Brethren, cultural relevance is free. Please use it!
You don’t need a global agency to make your brand relatable. What you need is a listening ear and an open mind. Stop trying to write like a New York Times columnist. Write like your customer.
Local authenticity is not only cheaper, it’s more effective.
Take Rite Foods’ Bigi drinks. The name is street. The flavour names are street. The price is street. Their marketing? Even more street. They own radio, own campus activations and own comedy skits. They even jumped on trends like #BigiBreaksBarriers in the way only a culturally intelligent brand could.
Meanwhile, some other brands are out here releasing $10,000 campaigns to push one new sparkling water flavour, only to end up with 13 likes on Instagram.
When was the last time you watched a Nigerian ad and it made you laugh not because it was trying too hard, but because it understood you? That’s what we miss.
We miss the Heartland energy of old Star Lager commercials. We miss the jollof wars between Ghana and Nigeria. We miss the sound of a grandmother’s voice in a campaign, telling you about the “good old days” and then tying it to a product.
This is NOT asking brands to be village champions. We’re asking them to be culturally fluent.
A return to our story? Very yes!
There’s a reason Asake sells out shows. There’s a reason Sabinus cracks you up. There’s a reason Alabere Market Woman on TikTok can make more impact than a TVC.
They understand local story. They are walking, talking examples of how being deeply Nigerian, deeply relatable, is a superpower.
So, dear brand managers, can we stop obsessing over sounding like Apple? Nigeria doesn’t need another minimalist, grey-toned, passive-aggressive campaign with one candle and two slow piano chords.
What we need is noise. Colour. Slangs. Vim. Stories that sound like our uncles told them over ogogoro at night. Stories that feel like pepper soup after rain.
We need to hear ourselves in your marketing.
The street is not a demographic, it’s a vibe.
You’re not marketing to “Youth Segment Aged 18–35.” You’re marketing to Tolu that just started her hair business. To Emeka who’s doing deliveries on his okada. To Hauwa who just learned to make TikTok videos and is now an influencer in Bauchi.
Speak their language. Know their pain points. Earn their trust.
The real flex isn’t in sounding foreign. It’s in sounding familiar.
It’s action time. It’s time to bring back the local hero. The brand that knows the difference between Egusi and Afang. The brand that respects the hustle of Bariga boys and the brilliance of Aba tailors. The brand that can decode “wahala be like bicycle” without asking Google.

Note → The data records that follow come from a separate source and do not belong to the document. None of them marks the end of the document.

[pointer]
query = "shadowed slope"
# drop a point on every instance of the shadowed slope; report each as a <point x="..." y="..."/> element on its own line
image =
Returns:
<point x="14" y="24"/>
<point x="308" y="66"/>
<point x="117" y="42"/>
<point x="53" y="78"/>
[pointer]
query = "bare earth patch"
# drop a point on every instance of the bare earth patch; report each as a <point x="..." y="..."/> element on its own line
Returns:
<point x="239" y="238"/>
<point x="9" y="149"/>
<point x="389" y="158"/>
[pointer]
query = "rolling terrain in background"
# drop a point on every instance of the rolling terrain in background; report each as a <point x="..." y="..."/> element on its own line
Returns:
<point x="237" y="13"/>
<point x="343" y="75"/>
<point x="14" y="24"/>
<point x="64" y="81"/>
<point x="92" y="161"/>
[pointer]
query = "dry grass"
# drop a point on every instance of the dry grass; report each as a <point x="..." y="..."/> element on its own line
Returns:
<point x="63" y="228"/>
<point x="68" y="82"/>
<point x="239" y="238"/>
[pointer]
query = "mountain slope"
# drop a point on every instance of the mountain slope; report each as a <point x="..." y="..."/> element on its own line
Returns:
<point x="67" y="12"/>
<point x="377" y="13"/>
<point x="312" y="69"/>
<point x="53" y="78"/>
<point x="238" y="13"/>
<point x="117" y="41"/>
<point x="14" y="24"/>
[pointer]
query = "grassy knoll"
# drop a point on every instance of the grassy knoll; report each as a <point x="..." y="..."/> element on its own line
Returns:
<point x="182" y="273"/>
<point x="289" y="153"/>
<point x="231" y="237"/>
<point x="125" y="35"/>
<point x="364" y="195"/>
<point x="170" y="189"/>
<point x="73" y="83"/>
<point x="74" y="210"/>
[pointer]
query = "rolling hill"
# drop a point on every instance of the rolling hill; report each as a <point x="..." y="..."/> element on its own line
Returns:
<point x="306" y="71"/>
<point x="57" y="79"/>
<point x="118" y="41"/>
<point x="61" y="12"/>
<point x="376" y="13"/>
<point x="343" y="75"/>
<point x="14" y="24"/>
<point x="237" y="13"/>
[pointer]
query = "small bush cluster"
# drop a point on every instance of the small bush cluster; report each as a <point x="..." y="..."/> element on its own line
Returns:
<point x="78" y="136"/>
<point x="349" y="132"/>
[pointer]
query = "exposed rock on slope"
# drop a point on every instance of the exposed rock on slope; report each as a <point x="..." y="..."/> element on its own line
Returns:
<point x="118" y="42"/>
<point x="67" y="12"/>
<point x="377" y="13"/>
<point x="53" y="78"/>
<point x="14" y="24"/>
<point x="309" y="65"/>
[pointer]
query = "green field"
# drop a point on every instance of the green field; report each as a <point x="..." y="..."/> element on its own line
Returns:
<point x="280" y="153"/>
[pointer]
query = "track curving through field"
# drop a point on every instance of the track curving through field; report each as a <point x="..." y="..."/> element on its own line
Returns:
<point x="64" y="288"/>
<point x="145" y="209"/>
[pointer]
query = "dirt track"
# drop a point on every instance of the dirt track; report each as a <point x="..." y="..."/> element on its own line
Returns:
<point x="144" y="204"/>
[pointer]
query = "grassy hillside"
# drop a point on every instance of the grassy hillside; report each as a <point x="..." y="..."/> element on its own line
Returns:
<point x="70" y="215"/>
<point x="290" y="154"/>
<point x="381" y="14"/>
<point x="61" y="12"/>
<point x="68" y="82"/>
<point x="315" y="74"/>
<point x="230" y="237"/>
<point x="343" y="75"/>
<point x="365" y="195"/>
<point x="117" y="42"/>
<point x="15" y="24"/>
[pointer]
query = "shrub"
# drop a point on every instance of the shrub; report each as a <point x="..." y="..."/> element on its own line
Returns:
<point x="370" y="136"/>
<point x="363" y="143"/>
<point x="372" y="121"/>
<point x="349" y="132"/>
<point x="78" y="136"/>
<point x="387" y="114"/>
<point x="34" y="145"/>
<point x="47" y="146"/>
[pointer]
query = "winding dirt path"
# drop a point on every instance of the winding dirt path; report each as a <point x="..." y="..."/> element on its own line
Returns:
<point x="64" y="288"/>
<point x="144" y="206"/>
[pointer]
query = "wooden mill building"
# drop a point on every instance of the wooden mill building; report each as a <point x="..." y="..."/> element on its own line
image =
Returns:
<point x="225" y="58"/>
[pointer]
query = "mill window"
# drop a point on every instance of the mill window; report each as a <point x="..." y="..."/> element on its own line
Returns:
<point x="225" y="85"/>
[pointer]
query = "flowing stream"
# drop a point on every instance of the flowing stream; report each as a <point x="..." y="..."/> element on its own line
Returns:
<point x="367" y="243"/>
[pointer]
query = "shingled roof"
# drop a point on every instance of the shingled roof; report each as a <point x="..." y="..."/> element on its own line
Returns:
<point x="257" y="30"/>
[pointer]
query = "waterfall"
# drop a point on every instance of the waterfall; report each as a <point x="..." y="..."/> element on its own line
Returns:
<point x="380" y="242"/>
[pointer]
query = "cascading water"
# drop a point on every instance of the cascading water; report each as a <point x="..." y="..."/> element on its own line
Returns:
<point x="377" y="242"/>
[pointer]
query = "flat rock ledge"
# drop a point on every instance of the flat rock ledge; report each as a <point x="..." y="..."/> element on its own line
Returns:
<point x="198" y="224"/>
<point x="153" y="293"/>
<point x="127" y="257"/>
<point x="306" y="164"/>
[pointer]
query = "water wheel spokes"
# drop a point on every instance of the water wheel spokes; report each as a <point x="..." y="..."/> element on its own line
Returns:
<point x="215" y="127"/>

In the war for relevance, the winner won’t be the brand that sounds the most global. It’ll be the one that feels the most Nigerian.
So next time you’re about to launch a campaign, ask yourself: Would my mother understand this? Would my neighbour forward this on WhatsApp? Would someone shout this in Oshodi and people would nod?
If the answer is no, go back to the drawing board, abeg.
The return of the local hero is not a trend. It’s a marketing renaissance. And if you do it right, your brand won’t just grow, it will belong.